Dopo i cambiamenti degli algoritmi che google ha introdotto in questi ultimi anni, sopratutto dopo Google Panda, il tutto si è spostato sulla qualità dei contenuti offerti. A Google piacciono i contenuti lunghi e dettagliati e sopratutto originali. Questo però non vuol dire che Google non possa dare valore a dei contenuti brevi, il Googlebot non conteggia solo le parole di ogni post, quindi gli articoli brevi possono addirittura suscitare maggiori dibattiti tra gli utenti, a suon di commenti. Un esempio è Twitter che utilizza un max di 140 caratteri. Per questo anche degli articoli brevi possono essere commentati e quindi grazie ai commenti degli utenti possono assumere un maggior valore sia in termini di credibilità, di informazione, ed anche di confronto. E’ quest’ultimo direi che è un aspetto molto importante da considerare, io generalmente non mi soffermo mai su quello che c’è scritto su un blog, perchè internet è pieno di articoli poco veritieri, quindi i commenti degli utenti sono importanti per entrare meglio nell’argomento. C’è anche da considerare che tramite vari segnali Google è in grado di riconoscere quanto sia influente un articolista per gli utenti, indipendentemente da quanto sia lungo un articolo, quindi da quì entra in gioco anche l’authorship.

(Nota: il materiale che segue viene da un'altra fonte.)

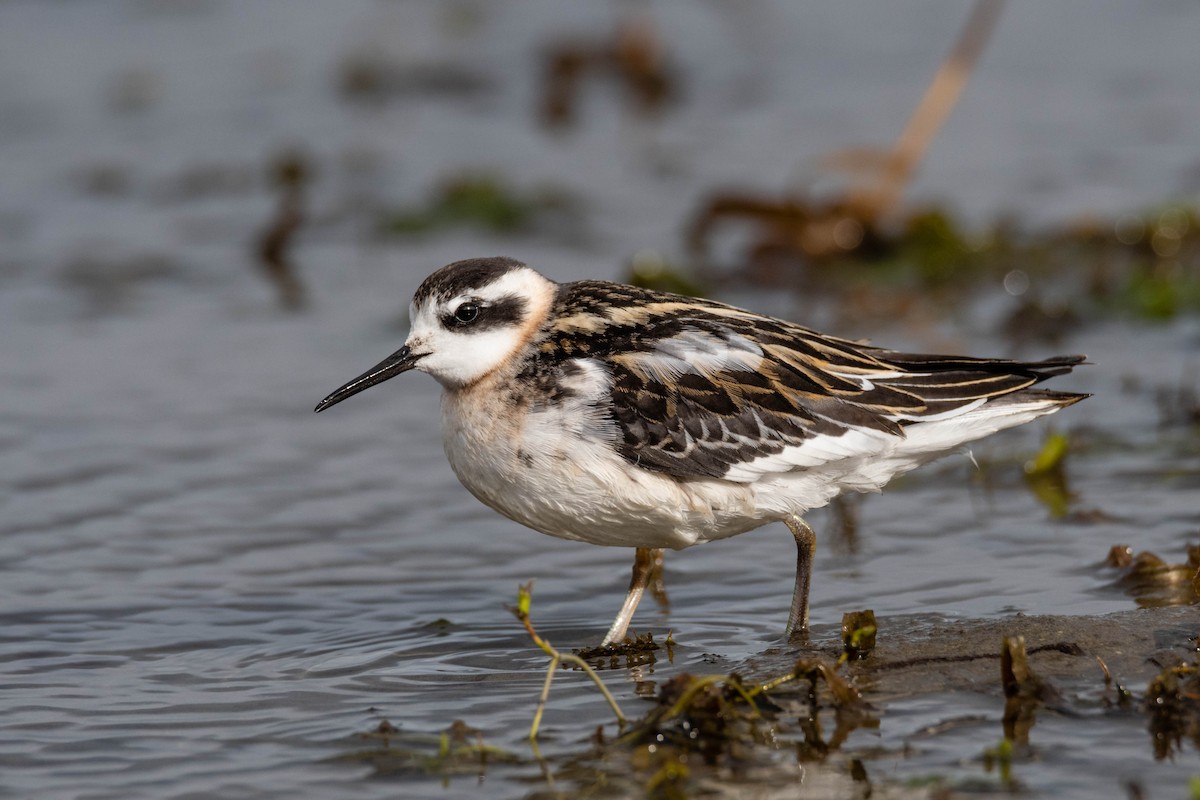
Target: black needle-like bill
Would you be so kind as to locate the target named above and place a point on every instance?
(402, 360)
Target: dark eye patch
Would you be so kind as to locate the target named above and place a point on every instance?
(474, 314)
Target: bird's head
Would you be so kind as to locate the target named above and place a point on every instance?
(468, 319)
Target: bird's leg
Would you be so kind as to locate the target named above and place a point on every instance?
(643, 565)
(655, 584)
(805, 546)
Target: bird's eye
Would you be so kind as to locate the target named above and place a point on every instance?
(466, 313)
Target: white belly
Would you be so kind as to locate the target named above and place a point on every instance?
(556, 471)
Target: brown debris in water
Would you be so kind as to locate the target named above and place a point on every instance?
(291, 173)
(457, 750)
(1024, 690)
(858, 630)
(1152, 581)
(637, 649)
(633, 56)
(1173, 702)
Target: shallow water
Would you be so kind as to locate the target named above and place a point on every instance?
(205, 590)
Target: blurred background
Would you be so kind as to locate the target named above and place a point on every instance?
(215, 212)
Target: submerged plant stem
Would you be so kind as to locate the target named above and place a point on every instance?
(525, 600)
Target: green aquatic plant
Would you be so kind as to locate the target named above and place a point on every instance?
(525, 603)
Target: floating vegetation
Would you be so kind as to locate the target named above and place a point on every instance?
(649, 270)
(485, 203)
(1173, 702)
(1047, 475)
(371, 77)
(1152, 581)
(858, 632)
(291, 173)
(459, 750)
(633, 58)
(636, 650)
(1024, 690)
(525, 602)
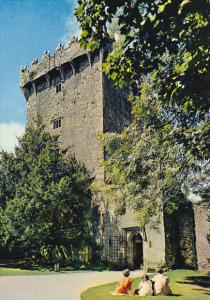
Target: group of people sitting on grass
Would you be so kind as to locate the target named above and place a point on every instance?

Sicuramente un articolo più approfondito aggiunge un maggior valore, infatti leggendo questo post potete capire come dovrebbero essere dei contenuti di qualità sia per gli utenti che per i motori di ricerca. Eppure ci sono siti noti che ormai sono abituati ad inserire contenuti brevi tipo news che gli utenti puntualmente vanno a leggere, magari per un approfondimento ci sono siti ancora più mirati all’argomento. Intanto c’è da dire che se gli utenti visitano puntualmente questi siti, sicuramente si tratta di risorse utili no? da questo si deduce che l’autore o la fonte è molto importante, gli stessi contenuti su un sito di un altro autore meno autorevole verrebbero ignorati e di conseguenza posizionati meno bene.

Per quanto riguarda i commenti, alcuni noti Seo già da un pò di anni hanno preferito togliere i commenti dal proprio blog, essi, supponendo che Google dia importanza al bounce rate, dovrebbe valutare solo la qualità delle informazioni e non i commenti. Io personalmente non sono d’accordo, i commenti aggiungono valore ad un sito, ovviamente non mi riferisco a quelli spam, o quelli tipo “ottimo blog”, “post interessante”, ecc. che oltre ad essere insensati possono diluire la densità delle keyword presenti nell’articolo. C’è da dire inoltre che la data di un sito non ha alcun valore, se un contenuto è utile, rimane utile. Ricordate che i commenti spam possono essere sinonimo di cattiva qualità agli occhi dei motori di ricerca, anche in presenza del nofollow, infatti ci sono stati casi di siti penalizzati. Google tratta i commenti come se fossero parte del contenuto di un articolo, quindi ecco il mio consiglio:

– Non abbiate pietà per gli spammer e per i commenti senza valore, rimuoveteli tutti, lasciando solo quelli che permettono all’utente di afferrare meglio il succo dell’articolo, se utilizzate wordpress vi può aiutare il plugin Akismet che elimina automaticamente i commenti spam.